Over the years, the cardinal and each of his predecessors as archbishop of New York have spoken about how grateful they are to gather at Mass with the graduates. In most years, it takes two Masses to be able to accommodate the graduates of the 44 Catholic high schools in the archdiocese.

This year, two students and an adult chaperone represented each school at the April 29 liturgy, while most of their classmates viewed the Mass on television or via livestreaming back at school.

“This morning, we’re smaller, but we’re just as grateful and just as happy,” said Cardinal Dolan at the beginning of his homily to all the graduates.

“Know how proud we are of you,” the cardinal said. “How much we love you, and how grateful we are to Almighty God for the gift you are to His Church. This annual Mass…gives us a chance to congratulate the Class of 2021, but also to praise God for the gift of our Catholic schools.”

The cardinal went on to express gratitude to Michael Deegan, the superintendent of schools in the archdiocese, and his staff; priests from Catholic high schools, some of whom joined him in concelebrating the Mass; members of religious orders; school presidents and principals; faculty members and staff; board members and benefactors; and most especially parents, grandparents and godparents, “without whom this enterprise could not go on.”

Addressing the graduates directly, Cardinal Dolan said what they all recognized—that their senior year has not been an ordinary one.

“In some ways, you might be a little down, or confused, or disappointed, because of the crisis through which the entire planet is going.”

Then the cardinal offered the students another perspective for their consideration.

“Something tells me this experience has been one of the best lessons from your Catholic high school education,” he said.

They have learned, the cardinal said, that “God is with us. If we put our trust in Him, put our confidence in Him, we are going to…come through this.”

The journey through the disappointments and setbacks of Covid-19 has also placed this year’s Catholic high school seniors on a different path, one that has taken them from Me to We to Thee, the cardinal said.

The students may initially have been tempted to say, “Oh, poor me. We don’t have everything we usually have,” the cardinal said.

But they learned that they do have what matters—their friends, their Catholic high school, their community and their Church.

And that leads them to Thee, or Almighty God. “He is the one who is always with us. He keeps us together,” the cardinal reminded the students.

Speaking to the seniors in the cathedral, “and to the 5,277 Catholic high school seniors graduating in the coming weeks,” Michael Deegan said the students were “not only part of your school community, but also a part of something so much larger than yourself…and that is the Church.”

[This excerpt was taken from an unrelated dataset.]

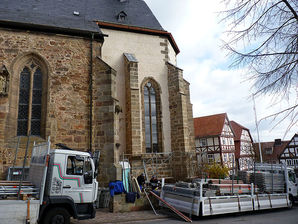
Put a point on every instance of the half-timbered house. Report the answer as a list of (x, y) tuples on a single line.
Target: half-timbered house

“We hope you stay close not only to your high school, but also to your parish church and to God himself.”

The students heard from one of their own, Sarah Mastoros, a senior at Notre Dame Academy on Staten Island, who delivered words of gratitude on behalf of the Class of 2021 after Communion. (Other students served at the altar and did readings.)

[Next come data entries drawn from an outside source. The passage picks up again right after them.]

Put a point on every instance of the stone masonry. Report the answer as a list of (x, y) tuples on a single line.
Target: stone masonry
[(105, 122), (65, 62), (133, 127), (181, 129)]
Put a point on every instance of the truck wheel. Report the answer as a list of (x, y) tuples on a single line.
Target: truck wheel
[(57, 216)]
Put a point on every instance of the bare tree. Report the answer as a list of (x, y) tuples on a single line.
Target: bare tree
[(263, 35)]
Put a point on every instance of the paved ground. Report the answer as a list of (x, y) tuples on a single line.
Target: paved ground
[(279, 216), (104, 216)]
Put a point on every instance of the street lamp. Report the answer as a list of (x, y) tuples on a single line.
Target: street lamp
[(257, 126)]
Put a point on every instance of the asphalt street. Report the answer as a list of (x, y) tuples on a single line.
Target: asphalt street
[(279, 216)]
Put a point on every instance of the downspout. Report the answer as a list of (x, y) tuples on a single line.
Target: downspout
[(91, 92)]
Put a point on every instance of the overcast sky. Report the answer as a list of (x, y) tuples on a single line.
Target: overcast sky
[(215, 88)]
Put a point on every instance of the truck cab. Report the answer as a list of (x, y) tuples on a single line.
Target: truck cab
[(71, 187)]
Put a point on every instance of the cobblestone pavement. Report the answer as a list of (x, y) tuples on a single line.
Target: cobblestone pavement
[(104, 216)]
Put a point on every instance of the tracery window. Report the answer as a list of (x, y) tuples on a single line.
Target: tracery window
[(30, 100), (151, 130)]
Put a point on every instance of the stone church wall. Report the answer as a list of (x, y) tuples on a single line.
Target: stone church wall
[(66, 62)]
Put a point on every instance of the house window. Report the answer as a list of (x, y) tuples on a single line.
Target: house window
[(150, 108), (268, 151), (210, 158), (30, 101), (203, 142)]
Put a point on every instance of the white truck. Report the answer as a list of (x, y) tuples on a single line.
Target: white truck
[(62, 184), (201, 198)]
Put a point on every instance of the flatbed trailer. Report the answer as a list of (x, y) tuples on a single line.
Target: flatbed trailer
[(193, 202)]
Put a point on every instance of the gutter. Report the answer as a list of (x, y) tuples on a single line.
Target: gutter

“This past year has been very difficult for people in many ways,” she told her classmates. “The death of a loved one, the loss of a job and financial difficulties are just some of the problems Covid-19 forced people to face.”

“Through all of these hardships, having hope and taking solace in our Catholic faith have been the forces that bring people out of the darkness and into the Light,” Sarah said.

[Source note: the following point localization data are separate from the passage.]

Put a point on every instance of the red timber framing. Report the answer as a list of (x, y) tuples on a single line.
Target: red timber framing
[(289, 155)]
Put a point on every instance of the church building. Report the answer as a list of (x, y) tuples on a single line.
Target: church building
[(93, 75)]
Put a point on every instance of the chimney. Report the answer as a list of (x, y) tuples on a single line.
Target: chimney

A Catholic school student since kindergarten, Sarah attended St. Teresa’s School and St. John Villa Academy before Notre Dame Academy.

Her three siblings are also Catholic school kids, and she thanked her parents for the sacrifices they have made to make that education possible.

“I am very proud to say I go to a Catholic high school in the Archdiocese of New York, and I hope to use the foundations of my education in my college years and beyond,” she said.

She concluded with thanks to her teachers, saying that she has been “inspired to study education” and looks forward to one day educating her own students “in the Catholic principles I have been very fortunate to learn.”